Берёза, павшая под напором уговоров навязчивых лесных сквозняков, та телесная обособленность, без рук, без ног… Чему и как было научить ей своё дитя, нежданное, неразумное? Какими словами убедить не мечтать, не проявляться, не быть? Да и стоило бы, появись такой случай? Было бы справедливо? Подобно чему, запретить оглядеть ту самую пядь округ себя? За которой Москва. За которой будущее, ради которого сгинул. Которое укутал, словно младенца, и передал следующему в строю.

За окном каждый год, накануне Победы, распускаются два бутона чёрных тюльпанов. Два цветка. Они тянутся к небу. И, возложены на пространство безутешности надгробной плиты вселенной, цветут. Не смотря ни на что.


Избывность бытия


Не до брачных было призывов. Не до игр. Лягушка вжалась в мелкую расщелину меж камней. Сочные насекомые безбоязненно и нахально сновали прямо у неё на глазах. Но и не до них было. Намеренная сдержанность трепета влажной яркой красивой кожи, последующая вынужденная обветренной – тёмной, желтоватой… Только бы не разглядел. Только бы не…

Дышать было уже почти что нечем. У лягушки закружилась голова. Не осознавая вполне степени своего безрассудства, не понимая, что выдаёт себя с головой, наполнила последним выдохом кожаную двухстороннюю деку, и…

Хрустящее сухое кваканье вырвалось наружу, стряхнуло крошки мошек со скатерти пруда, потрясло вишню на его берегу. До озноба, до порхания белесых мелких лепестков, – прочь. Но недалёко. Вниз, нА воду, на тот же, в оспинах гальки берег. На сероватую спину змеи, безнадежно замершую в ожидании повода. И он-таки был дан.

В это же самое время, случилось быть неподалёку и ворону. Возвращаясь к плетню своего гнезда, в ответ на хриплый призыв лягушки, погляделся он свысока в зеркало пруда, да заметил затаённый опасный, словно резиновый, изгиб у самой воды. Не сомневаясь, полоснул лезвием крыл полотно пространства, испугал рыб. Выплеснув вместе с водой часть облаков, взмыл со змеёю повыше, да выронил её. Нарочно. Та ударилась оземь глухо, хлёстко.

И ворон понёс её, равнодушную ко всему и потяжелевшую безвозвратно, в родовое жилье. В одно из. Чтобы уже там… поровну… Каждому, кто нуждается в его заботе.


Лягушка же, растолкав рыб, упала в воду. Перевела дух и ровным стежком, от берега к берегу, затянула узелок прожитого дня. Замерла, держась на плаву подле листа кувшинки. Задремала.

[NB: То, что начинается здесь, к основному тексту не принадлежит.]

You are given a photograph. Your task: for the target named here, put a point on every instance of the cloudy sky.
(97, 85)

Старик, что всё это время стоял у окна и наблюдал, кивнул головой во след ворону и воскликнул важно, подражая деду, своему: «ЧертовА!» А после, тонко, по-ребячьи, как водится это в порывах искренности душевной, всхлипнул и вздохнул:

– Бедные мы бедные. Как же мне жалко их, всех… – И отвернулся, чтобы не увидал никто, как слёзы ищут дорогу к воротнику, плутая по лабиринтам морщин.

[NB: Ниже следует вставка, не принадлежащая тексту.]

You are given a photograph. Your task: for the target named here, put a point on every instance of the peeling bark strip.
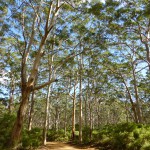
(28, 85)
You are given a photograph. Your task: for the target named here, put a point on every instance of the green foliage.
(125, 136)
(59, 135)
(6, 123)
(86, 135)
(32, 139)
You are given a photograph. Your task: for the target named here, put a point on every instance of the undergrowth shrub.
(53, 135)
(32, 139)
(6, 124)
(127, 136)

Сожаления об одном предмете, невольно лишают сочувствия иной. И эта невозможность благорасположения ко всему на свете – главная ущербность бытия. До той поры, пока не осознаешь избывность его, ускользающего в водовороте измерения, которого нет.


Нет в том смысла…


Мальчишки в зоопарке испугали фламинго. Он пытался сплясать для дам. А тут они. В сумерках, исподтишка. Озлобленным хохотом подзадоривая друг друга. Толкая локтями, ища одобрения. Фламинго балансировал изящно на краю водоёма, но вздрогнул и оступился, подвернул ступню. Едва не переломил. И, хромая, стеснённый неловкостью, побрёл прочь.

– За что?! За что ему это? Мало того, что он оказался взаперти?

Блестящие чёрные волосы, на вид приклеенные к черепу. Клюв носа. Надменный, презрительный взгляд на всё, что вокруг. Точнее – насквозь всего. Отмечающий лишь себя. Позволяющий миру разместиться подле его неприятно небольших ступней. Плюющий на этот мир…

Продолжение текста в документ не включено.